今回の投稿では、Azure Database for PostgreSQL Flexible Server、Azure Database for MySQL Flexible Server、Azure Cosmos DB for PostgreSQL に関連するサポート範囲について、オープンソースソフトウェア(OSS)としての側面を踏まえながらご案内いたします。

お客様から多くいただく質問をベースに、すべてのお客様に対して公平かつ安定したサポートを提供するため、サポート範囲を明確にご説明します。


OSS ベースの Azure PaaS サービスについて

まず、下記のサービスは、弊チームが担当している製品であり、いずれもオープンソースソフトウェア(OSS)をベースに構築されたPaaS のマネージドサービスです。

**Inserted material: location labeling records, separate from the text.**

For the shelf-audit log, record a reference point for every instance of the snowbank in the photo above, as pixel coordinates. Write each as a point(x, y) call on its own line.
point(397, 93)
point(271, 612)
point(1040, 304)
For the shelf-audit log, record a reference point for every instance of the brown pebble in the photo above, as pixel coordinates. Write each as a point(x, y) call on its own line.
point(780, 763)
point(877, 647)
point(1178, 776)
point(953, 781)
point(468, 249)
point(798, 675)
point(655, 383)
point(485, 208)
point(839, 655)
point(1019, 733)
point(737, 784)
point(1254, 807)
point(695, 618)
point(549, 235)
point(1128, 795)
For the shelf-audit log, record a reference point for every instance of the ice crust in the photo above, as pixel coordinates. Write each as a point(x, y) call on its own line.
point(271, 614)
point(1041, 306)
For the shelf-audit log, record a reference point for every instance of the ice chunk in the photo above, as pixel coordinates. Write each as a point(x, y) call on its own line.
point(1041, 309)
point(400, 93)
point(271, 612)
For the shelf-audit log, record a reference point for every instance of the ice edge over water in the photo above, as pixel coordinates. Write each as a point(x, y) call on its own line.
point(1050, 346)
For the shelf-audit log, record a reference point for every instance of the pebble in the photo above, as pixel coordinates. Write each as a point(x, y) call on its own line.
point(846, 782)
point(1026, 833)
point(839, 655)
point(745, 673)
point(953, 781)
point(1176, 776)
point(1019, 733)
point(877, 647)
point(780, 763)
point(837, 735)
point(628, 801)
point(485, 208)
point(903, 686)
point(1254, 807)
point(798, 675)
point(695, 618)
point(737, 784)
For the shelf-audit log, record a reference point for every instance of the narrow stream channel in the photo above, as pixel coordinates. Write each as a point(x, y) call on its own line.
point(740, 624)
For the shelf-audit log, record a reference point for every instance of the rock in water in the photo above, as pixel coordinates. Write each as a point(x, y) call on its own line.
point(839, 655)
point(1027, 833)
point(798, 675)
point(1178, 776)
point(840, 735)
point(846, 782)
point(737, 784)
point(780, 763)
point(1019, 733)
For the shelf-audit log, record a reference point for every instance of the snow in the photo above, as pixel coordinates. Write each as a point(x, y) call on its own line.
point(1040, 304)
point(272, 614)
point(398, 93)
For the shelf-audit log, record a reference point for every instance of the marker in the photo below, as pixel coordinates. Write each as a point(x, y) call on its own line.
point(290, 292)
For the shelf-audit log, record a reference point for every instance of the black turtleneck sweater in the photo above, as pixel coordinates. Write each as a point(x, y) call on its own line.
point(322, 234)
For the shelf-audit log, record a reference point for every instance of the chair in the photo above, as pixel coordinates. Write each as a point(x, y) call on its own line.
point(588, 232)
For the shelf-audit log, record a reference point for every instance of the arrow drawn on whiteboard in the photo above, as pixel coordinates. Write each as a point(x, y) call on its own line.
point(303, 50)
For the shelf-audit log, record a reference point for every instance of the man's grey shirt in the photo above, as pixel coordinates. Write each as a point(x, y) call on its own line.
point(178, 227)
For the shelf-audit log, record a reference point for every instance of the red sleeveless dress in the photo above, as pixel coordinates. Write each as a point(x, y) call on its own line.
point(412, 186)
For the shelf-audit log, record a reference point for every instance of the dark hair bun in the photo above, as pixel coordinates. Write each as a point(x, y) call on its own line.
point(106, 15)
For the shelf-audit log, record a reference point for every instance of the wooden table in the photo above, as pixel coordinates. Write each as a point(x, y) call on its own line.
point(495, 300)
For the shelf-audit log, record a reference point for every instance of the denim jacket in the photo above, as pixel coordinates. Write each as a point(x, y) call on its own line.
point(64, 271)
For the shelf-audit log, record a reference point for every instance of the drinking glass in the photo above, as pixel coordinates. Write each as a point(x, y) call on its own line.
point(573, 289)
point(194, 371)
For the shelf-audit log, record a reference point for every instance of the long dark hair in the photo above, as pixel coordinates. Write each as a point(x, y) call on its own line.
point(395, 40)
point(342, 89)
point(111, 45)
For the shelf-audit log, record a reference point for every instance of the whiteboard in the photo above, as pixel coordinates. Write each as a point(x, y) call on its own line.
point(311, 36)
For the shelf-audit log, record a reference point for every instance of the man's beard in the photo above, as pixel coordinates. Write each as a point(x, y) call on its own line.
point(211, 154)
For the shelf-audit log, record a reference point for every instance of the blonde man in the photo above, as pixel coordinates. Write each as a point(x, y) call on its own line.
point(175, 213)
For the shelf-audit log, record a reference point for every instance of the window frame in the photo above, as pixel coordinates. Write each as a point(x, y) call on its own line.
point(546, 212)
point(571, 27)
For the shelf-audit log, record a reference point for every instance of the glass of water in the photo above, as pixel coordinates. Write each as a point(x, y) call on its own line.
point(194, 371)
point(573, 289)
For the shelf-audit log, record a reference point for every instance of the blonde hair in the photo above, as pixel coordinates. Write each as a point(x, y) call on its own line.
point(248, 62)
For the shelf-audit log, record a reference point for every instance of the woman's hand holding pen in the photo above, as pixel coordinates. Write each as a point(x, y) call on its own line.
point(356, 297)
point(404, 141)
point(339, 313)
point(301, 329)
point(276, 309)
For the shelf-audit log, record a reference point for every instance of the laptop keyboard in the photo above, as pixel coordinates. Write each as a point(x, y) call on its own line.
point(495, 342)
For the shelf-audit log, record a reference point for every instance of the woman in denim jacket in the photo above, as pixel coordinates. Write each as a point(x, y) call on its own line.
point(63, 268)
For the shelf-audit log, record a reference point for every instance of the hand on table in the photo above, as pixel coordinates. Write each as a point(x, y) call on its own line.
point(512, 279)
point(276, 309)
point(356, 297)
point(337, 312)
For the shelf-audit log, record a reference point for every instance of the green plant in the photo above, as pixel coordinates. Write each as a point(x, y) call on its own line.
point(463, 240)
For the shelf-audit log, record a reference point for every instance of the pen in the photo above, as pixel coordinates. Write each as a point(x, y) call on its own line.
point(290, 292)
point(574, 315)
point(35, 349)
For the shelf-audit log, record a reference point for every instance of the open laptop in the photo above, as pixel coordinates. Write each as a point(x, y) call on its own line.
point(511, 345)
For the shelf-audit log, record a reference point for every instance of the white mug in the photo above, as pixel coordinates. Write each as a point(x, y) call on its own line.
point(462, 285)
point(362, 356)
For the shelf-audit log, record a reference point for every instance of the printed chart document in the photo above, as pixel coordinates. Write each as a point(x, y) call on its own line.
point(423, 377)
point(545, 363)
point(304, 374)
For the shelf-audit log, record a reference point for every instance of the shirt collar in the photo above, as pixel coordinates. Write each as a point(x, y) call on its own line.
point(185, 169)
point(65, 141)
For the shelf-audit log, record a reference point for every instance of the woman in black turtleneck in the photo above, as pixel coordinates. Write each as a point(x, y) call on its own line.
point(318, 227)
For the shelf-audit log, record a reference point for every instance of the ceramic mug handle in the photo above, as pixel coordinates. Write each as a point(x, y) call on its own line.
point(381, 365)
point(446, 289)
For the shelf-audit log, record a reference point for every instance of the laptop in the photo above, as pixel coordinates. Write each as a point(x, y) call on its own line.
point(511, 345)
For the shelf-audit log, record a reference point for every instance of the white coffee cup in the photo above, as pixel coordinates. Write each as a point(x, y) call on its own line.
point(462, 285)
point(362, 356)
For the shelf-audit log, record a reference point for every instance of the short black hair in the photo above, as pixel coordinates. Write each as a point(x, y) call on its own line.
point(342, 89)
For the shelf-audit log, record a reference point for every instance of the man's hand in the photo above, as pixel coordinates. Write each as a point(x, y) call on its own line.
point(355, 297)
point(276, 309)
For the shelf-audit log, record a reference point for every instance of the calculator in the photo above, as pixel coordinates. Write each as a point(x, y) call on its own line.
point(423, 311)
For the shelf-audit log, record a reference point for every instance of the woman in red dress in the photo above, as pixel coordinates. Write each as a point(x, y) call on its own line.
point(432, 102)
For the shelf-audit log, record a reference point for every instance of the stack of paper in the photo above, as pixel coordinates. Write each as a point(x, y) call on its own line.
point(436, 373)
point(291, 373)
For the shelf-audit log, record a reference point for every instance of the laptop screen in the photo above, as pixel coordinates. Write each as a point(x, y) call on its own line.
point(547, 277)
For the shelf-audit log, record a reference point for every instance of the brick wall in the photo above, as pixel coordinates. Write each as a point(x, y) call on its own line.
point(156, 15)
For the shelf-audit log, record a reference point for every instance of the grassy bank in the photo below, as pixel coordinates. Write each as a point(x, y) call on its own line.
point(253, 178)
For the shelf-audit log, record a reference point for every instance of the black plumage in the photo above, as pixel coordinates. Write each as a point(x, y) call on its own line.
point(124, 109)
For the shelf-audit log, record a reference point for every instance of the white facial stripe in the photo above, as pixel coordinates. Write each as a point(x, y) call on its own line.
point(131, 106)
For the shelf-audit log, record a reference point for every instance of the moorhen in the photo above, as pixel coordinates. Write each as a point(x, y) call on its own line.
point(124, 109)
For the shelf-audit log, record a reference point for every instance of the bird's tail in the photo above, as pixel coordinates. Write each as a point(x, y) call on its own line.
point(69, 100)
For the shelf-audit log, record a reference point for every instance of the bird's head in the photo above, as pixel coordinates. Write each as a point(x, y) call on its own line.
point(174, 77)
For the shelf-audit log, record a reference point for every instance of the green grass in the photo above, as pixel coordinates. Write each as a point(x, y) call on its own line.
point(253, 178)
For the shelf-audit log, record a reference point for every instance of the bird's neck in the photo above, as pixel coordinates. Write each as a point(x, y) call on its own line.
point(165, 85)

・Azure Database for PostgreSQL Flexible Server

・Azure Database for MySQL Flexible Server


・Azure Cosmos DB for PostgreSQL



一方、PostgreSQL や MySQL、Citus といった OSS 自体は、弊社製品ではございません。そのため、OSS 自体の仕様や挙動(例:SQL 構文の動作、オプティマイザの挙動、組み込み関数の仕様など) に関するご質問は、サポート範囲外となっております。また、Azure サポートでは各サービスに対して専任のチームが存在し、たとえば、Azure Virtual Machines や Storage に関するご質問は、それぞれの専門チームのみが対応しております。同様に、OSS 自体の仕様や挙動に関するご質問も、OSSの性質上、いかなる専任チームも存在しないため、Azure サポート全体として正式なサポート対象には含まれておりません。

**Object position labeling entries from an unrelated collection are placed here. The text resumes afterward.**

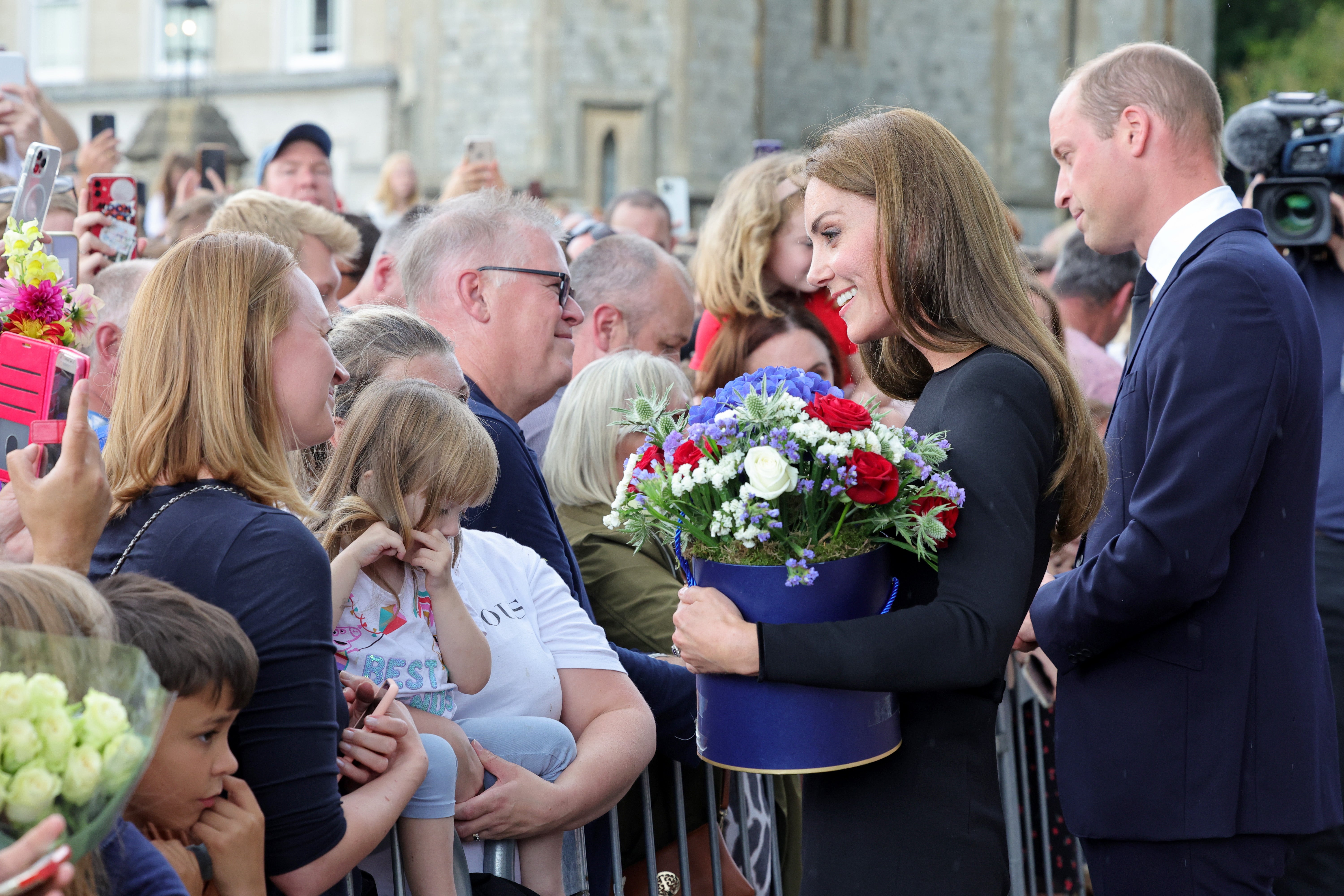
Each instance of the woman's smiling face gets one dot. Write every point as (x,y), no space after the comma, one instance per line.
(846,258)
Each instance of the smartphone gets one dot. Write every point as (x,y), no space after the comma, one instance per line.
(37,379)
(212,158)
(38,874)
(479,150)
(36,185)
(115,197)
(381,703)
(14,70)
(677,194)
(65,248)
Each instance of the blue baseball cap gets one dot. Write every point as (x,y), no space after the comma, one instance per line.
(312,134)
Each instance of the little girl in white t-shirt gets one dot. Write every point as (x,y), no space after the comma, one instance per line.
(408,461)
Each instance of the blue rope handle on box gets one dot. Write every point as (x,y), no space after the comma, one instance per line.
(686,567)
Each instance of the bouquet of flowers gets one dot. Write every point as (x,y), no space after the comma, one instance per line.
(779,468)
(79,723)
(36,302)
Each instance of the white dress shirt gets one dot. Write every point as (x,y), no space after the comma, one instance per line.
(1182,229)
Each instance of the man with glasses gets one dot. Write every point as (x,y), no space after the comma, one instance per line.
(487,271)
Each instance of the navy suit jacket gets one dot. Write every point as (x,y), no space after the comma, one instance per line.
(1194,696)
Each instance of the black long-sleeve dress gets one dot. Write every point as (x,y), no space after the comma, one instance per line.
(929,819)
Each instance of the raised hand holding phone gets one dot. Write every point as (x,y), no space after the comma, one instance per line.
(67,510)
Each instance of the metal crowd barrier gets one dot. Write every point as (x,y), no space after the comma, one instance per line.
(1025,799)
(1025,793)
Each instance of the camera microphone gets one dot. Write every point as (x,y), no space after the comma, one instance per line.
(1255,139)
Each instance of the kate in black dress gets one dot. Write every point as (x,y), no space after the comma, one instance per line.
(912,240)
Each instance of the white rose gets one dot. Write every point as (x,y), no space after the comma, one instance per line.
(768,473)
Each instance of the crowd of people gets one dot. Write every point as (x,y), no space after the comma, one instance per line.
(318,450)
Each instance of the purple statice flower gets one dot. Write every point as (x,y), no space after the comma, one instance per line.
(674,441)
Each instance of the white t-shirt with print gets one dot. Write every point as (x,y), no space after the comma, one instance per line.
(384,637)
(533,624)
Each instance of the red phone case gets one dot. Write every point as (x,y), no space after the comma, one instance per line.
(28,381)
(112,201)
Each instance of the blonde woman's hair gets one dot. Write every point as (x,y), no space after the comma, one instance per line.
(57,601)
(736,240)
(287,221)
(415,437)
(580,464)
(385,183)
(54,601)
(194,385)
(954,281)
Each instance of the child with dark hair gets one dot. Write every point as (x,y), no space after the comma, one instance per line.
(202,819)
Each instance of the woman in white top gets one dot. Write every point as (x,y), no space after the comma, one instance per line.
(398,190)
(548,657)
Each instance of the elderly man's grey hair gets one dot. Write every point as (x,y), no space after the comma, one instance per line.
(118,285)
(1083,273)
(474,230)
(616,271)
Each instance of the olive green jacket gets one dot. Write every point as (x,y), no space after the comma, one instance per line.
(634,594)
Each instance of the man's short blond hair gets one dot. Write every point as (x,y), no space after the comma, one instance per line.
(1155,77)
(286,221)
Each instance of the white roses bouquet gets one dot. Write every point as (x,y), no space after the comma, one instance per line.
(780,469)
(80,758)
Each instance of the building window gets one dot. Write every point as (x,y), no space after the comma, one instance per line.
(835,25)
(317,38)
(186,39)
(58,46)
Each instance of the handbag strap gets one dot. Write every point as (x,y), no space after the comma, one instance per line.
(155,516)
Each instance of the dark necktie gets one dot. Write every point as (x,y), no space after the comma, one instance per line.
(1140,302)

PostgreSQL、MySQL、Citus をはじめとする OSS は、ソースコードがGitHub上で公開されており、全ての方が自由に使用・開発に参加できるという特性を持っています。一方で、 OSS のライセンスにおいては、利用による不具合や結果に対して提供元が責任を負わないことが明記されています (AS IS条文)。


[AS IS 条文]

 
・Citus OSSから抜粋

“THERE IS NO WARRANTY FOR THE PROGRAM, TO THE EXTENT PERMITTED BY APPLICABLE LAW.  EXCEPT WHEN OTHERWISE STATED IN WRITING THE COPYRIGHT HOLDERS AND/OR OTHER PARTIES PROVIDE THE PROGRAM “AS IS” WITHOUT WARRANTY OF ANY KIND, EITHER EXPRESSED OR IMPLIED, INCLUDING, BUT NOT LIMITED TO, THE IMPLIED WARRANTIES OF MERCHANTABILITY AND FITNESS FOR A PARTICULAR PURPOSE.”


Citus AS IS

 
・MySQLから抜粋

“BECAUSE THE PROGRAM IS LICENSED FREE OF CHARGE, THERE IS NO WARRANTY FOR THE PROGRAM, TO THE EXTENT PERMITTED BY APPLICABLE LAW. EXCEPT WHEN OTHERWISE STATED IN WRITING THE COPYRIGHT HOLDERS AND/OR OTHER PARTIES PROVIDE THE PROGRAM “AS IS” WITHOUT WARRANTY OF ANY KIND, EITHER EXPRESSED OR IMPLIED, INCLUDING, BUT NOT LIMITED TO, THE IMPLIED WARRANTIES OF MERCHANTABILITY AND FITNESS FOR A PARTICULAR PURPOSE. THE ENTIRE RISK AS TO THE QUALITY AND PERFORMANCE OF THE PROGRAM IS WITH YOU. SHOULD THE PROGRAM PROVE DEFECTIVE, YOU ASSUME THE COST OF ALL NECESSARY SERVICING, REPAIROR CORRECTION.”

MySQL AS IS

 
・PostgreSQLから抜粋

“THE UNIVERSITY OF CALIFORNIA SPECIFICALLY DISCLAIMS ANY WARRANTIES, INCLUDING, BUT NOT LIMITED TO, THE IMPLIED WARRANTIES OF MERCHANTABILITY AND FITNESS FOR A PARTICULAR PURPOSE. THE SOFTWARE PROVIDED HEREUNDER IS ON AN “AS IS” BASIS, AND THE UNIVERSITY OF CALIFORNIA HAS NO OBLIGATIONS TO PROVIDE MAINTENANCE, SUPPORT, UPDATES, ENHANCEMENTS, OR MODIFICATIONS.”

PostgreSQL AS IS

例えば、弊社は、Citus OSS の開発に関与している一方、それは Citus OSS コミュニティに対する貢献であり、Citus に限らず OSS の開発には全ての人が参加できる性質から、Citus OSS の仕様や動作に関して、弊社が全ての責任を負うものではございません。上記の AS IS 条文に相当する記載は、Citus に限らずその他の OSS においても共通のものとなります。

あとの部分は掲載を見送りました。